Is Baptism a Ceremonial Washing?
The Hebrew word tevilah was translated by the Greek word baptisma. They both mean wash or immerse. The idea of plunging into water is associated with Christ plunging into death and rising again in newness of life (Rom 6:4-6). Baptism unites us to the mystery of Christ’s death and resurrection and it is therefore associated with regeneration, recreation, the forgiveness of sins, life everlasting, and the final resurrection of the body. Christ spoke of his death as a “baptism” when he asked John and James, “Are you able to be baptized with the baptism with which I am baptized?” (Mk 10:38)
As we can see then, Christ brings all the ceremonial washings of the Old Testament to fulfillment in His own body and ministry. The Old Covenant water rites find their fulfillment in His institution of New Covenant baptism:
All the Old Covenant rites find their fulfillment in Christ Jesus.

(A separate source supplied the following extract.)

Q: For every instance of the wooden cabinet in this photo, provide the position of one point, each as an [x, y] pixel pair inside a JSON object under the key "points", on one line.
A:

He begins his public life after having himself baptized by St. John the Baptist in the Jordan. After his resurrection Christ gives this mission to his apostles: “Go therefore and make disciples of all nations, baptizing them in the name of the Father and of the Son and of the Holy Spirit, teaching them to observe all that I have commanded you” (Catechism of the Catholic Church, no. 1223).The Spirit over the waters at creation, the Great Flood and deliverance of Noah, the passing through the Red Sea with Moses, the crossing of the Jordan River, the customary ceremonial washings—all these events point toward Christ and find their fulfillment in the sacrament of baptism.
Saint Paul teaches that we enter into Christ’s death and resurrection by “putting on Christ” (Gal 3:27) and being regenerated through the Holy Spirit (Titus 3:5). Baptism formally identifies us with Christ’s death (for the forgiveness of sins) and his resurrection (for our resurrection and eternal life).
Do you not know that all of us who have been baptized into Christ Jesus were baptized into his death? We were buried therefore with him by baptism into death, so that as Christ was raised from the dead by the glory of the Father, we too might walk in newness of life (Rom 6:4-6).Baptism also plants in us the “incorruptible seed” of God’s Word (1 Pet 1:23) so that we might grow to full maturity in Christ.